To use the Full-Text Indexing Wizard to create a full-text index, follow these steps. (The next section will show you how to take advantage of full-text indexes.)
Figure 17-17. The Full-Text Indexing Wizard welcome screen.
Figure 17-18. The Select A Table screen.
Figure 17-19. The Select Table Columns screen, with several columns selected.
Figure 17-20. The Select A Catalog screen.
Figure 17-21. The Select Or Create Population Schedules screen.
From here, you can click Next to continue or choose to create a schedule. If you click Next without creating a population schedule, the full-text index will be created once only, at the completion of the wizard (rather than being re-created on a periodic basis).
NOTE
Because the full-text index is not constantly updated with changes to the underlying database, it might be necessary to update it periodically. The scheduling feature allows you to schedule automatic updates to the full-text index. Once this schedule has been created, the index will be updated according to the schedule.
Figure 17-22. The Completing The SQL Server Full-Text Indexing Wizard screen.
You can also create full-text indexes by using stored procedures. A brief overview of the process of creating a full-text index by using stored procedures is presented here; for the complete syntax, consult SQL Server 2000 Books Online.
Creating a full-text index by using stored procedures is more complicated than using T-SQL commands to create a B-tree index. However, if you're creating a number of full-text index catalogs, it might be worth the trouble to create a script file to perform this task.
Once the full-text index has been created, it's easy to take advantage of it. You can specify T-SQL keywords that take advantage of the full-text indexes: CONTAINS and FREETEXT. The following statement shows how typical string recognition in SQL would be performed if you didn't use a full-text index. As you can see, the LIKE keyword is used in the WHERE clause of the query:
SELECT * FROM Customers WHERE ContactName LIKE '%PETE%'
This statement might not produce the desired result. To use a more user-friendly query and to take advantage of the full-text index, you can use the CONTAINS predicate. The CONTAINS predicate must contain the column name and the desired text, as follows:
SELECT * FROM Customers WHERE CONTAINS(ContactName, ' "PETE" ')
The CONTAINS predicate can find text strings that contain the desired string, such as "PETER" or "PETEY," by using the full-text index.
You can also search full-text indexes by using the FREETEXT keyword.
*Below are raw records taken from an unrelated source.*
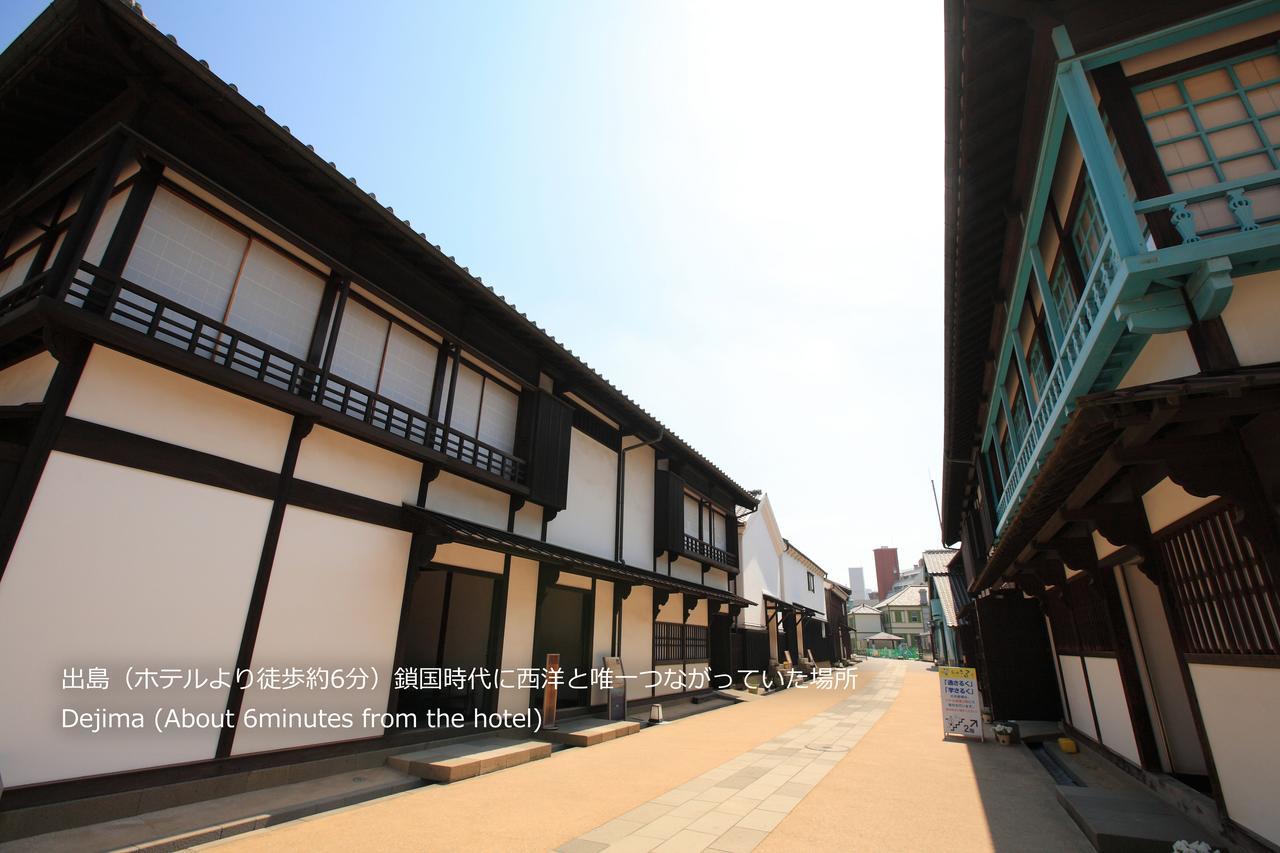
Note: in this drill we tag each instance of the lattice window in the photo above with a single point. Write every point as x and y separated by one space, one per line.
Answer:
1217 123
668 644
695 642
1221 585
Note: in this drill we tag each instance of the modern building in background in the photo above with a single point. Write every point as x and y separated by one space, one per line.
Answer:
856 584
905 614
947 598
864 621
1112 401
254 422
886 569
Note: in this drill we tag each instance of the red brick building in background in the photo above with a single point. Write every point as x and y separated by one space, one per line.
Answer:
886 569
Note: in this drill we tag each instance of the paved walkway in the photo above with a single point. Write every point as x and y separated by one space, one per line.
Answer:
862 769
735 806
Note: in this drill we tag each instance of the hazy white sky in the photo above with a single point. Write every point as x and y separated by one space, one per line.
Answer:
732 210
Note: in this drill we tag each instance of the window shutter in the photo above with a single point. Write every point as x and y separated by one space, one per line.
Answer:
668 516
548 464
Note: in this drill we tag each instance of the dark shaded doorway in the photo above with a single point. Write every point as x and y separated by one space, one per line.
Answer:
563 628
448 628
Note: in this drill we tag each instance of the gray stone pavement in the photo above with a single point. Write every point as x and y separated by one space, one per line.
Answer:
735 806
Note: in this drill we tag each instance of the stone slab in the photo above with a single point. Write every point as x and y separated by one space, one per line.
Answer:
1129 822
465 760
589 731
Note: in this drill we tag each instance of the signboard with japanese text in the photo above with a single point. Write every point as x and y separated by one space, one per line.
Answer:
961 707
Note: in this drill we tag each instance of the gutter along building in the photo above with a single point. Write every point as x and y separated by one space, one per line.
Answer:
252 420
1111 448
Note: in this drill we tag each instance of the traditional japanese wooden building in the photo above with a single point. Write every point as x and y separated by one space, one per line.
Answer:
252 420
1112 392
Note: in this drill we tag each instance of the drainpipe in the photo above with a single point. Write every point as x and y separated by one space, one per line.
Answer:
622 482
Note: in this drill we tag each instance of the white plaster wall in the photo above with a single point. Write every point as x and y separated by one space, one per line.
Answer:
1148 692
759 565
1077 694
1166 676
517 643
798 591
138 397
119 568
27 381
686 569
1242 737
333 601
638 506
469 557
670 679
698 615
586 523
1251 318
638 638
1110 703
470 501
1168 502
343 463
602 634
1164 356
576 582
1102 546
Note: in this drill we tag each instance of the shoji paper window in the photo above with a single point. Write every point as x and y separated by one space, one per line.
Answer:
485 409
384 356
205 264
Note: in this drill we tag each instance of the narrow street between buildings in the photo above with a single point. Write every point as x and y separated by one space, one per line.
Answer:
794 770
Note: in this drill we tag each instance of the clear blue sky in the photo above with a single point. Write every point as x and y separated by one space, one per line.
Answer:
745 197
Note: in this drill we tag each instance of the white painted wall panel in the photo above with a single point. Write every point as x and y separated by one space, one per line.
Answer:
638 506
1166 678
158 574
27 381
638 638
334 601
1242 735
470 501
1164 356
1110 703
1077 694
1168 502
686 569
343 463
517 646
1251 318
586 523
142 398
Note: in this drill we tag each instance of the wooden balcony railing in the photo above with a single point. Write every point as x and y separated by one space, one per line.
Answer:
705 550
1235 194
167 322
1077 334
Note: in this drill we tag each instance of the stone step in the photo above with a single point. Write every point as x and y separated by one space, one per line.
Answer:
466 758
1130 822
588 731
182 826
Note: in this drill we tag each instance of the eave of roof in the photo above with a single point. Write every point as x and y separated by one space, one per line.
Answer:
1091 433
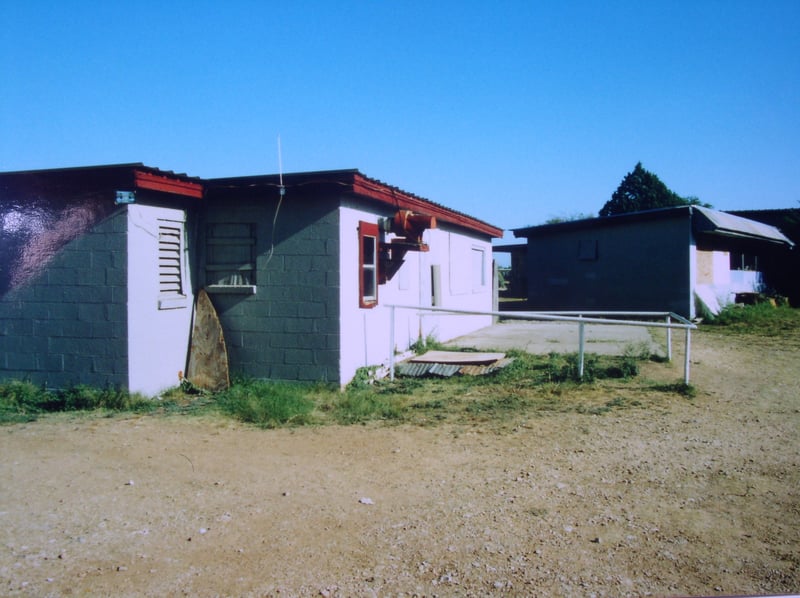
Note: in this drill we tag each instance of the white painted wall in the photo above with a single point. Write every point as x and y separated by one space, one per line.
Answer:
158 327
365 336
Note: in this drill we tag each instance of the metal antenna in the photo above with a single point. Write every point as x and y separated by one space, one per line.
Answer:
280 169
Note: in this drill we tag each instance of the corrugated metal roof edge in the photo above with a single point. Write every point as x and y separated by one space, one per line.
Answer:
362 185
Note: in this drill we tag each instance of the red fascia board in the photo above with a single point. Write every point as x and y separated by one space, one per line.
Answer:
400 200
156 182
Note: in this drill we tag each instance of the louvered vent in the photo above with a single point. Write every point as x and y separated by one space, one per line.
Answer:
169 259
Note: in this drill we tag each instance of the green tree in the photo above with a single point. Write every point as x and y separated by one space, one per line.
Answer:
643 190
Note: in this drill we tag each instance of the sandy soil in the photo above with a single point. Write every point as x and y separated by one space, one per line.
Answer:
676 497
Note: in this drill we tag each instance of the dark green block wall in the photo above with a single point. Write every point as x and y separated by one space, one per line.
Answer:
67 324
288 330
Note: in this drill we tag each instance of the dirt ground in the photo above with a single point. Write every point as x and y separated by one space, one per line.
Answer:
676 497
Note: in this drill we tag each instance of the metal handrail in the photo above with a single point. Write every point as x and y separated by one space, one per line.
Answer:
571 316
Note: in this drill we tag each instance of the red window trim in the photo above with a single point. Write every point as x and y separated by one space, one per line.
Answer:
367 229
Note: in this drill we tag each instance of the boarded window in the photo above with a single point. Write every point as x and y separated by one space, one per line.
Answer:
587 250
367 264
230 254
478 269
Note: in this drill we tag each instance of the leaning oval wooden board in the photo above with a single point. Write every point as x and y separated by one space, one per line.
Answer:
208 356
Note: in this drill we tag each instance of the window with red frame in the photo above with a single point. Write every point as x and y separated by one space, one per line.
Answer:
367 264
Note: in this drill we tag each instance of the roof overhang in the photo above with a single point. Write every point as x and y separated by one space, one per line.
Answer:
115 177
351 182
713 222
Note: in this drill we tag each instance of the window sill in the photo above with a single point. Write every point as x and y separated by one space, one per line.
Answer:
237 289
176 302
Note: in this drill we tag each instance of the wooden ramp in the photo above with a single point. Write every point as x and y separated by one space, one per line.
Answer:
208 355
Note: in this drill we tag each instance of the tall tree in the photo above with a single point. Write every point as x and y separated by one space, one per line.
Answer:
643 190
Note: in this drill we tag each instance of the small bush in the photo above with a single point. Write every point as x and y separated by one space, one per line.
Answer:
763 318
355 406
24 401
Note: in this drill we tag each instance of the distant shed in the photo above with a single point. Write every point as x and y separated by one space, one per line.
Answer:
669 259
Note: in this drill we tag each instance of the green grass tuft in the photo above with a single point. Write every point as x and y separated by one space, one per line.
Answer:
267 404
761 318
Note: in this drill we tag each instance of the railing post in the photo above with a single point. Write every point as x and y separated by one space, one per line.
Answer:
669 338
687 352
580 348
391 342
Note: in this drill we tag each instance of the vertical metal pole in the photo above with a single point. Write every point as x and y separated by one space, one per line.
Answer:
687 351
669 338
580 348
391 343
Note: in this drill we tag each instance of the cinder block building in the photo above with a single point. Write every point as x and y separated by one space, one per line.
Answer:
101 267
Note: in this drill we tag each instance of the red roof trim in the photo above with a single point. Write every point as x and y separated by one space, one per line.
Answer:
373 189
156 182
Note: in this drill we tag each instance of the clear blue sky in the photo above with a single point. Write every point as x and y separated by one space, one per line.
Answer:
513 112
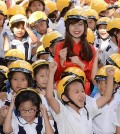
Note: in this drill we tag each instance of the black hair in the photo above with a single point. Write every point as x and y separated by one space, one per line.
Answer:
28 95
66 90
28 77
17 24
41 1
63 12
86 50
37 69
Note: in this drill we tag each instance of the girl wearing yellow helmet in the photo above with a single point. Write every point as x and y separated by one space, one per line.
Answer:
75 114
31 116
22 38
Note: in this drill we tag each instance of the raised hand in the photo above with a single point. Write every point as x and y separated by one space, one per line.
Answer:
63 54
77 61
52 67
110 71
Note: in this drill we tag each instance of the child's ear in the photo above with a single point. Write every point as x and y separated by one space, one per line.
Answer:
64 98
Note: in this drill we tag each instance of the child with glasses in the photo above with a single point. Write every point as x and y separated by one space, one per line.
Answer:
31 116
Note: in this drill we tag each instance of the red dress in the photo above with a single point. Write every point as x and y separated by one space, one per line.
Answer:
76 50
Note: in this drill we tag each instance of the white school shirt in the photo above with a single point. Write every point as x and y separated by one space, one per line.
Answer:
20 45
29 128
104 122
5 31
107 48
70 122
60 26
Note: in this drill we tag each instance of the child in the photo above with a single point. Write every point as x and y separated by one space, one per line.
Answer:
3 30
104 123
13 55
102 40
75 49
63 6
36 5
40 69
28 120
39 22
41 54
92 17
23 38
50 41
113 28
114 59
3 91
78 109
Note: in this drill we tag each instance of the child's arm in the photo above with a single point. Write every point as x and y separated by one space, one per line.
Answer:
31 34
118 130
49 91
48 128
95 67
7 127
6 44
109 88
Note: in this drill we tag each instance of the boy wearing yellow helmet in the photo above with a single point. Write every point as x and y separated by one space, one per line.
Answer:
104 123
22 38
76 108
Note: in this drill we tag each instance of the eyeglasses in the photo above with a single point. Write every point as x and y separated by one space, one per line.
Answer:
31 110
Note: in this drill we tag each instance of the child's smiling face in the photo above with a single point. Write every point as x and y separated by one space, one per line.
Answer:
28 111
19 31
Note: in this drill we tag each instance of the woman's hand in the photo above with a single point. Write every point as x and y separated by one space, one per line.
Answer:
77 61
52 67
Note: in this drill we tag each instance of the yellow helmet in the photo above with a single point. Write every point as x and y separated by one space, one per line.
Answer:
103 21
39 63
63 83
21 66
99 5
113 23
117 4
3 8
114 59
75 13
61 4
91 14
4 71
36 17
16 9
41 51
52 6
101 74
17 18
90 36
14 54
87 2
51 38
74 71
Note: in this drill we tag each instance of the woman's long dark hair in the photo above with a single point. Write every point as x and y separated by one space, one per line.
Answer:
63 12
86 50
Like CONTAINS, FREETEXT is used in the WHERE clause. FREETEXT can be used to find a word (or related words) whose meaning matches the meaning of a word (or a set of words) given in the FREETEXT call but whose form does not exactly match that of the specified word. This can be done in an SQL statement such as the following:
SELECT CategoryName FROM Categories WHERE FREETEXT(Description, 'Sweets candy bread')
This query might find category names containing such words as "sweetened," "candied," or "breads."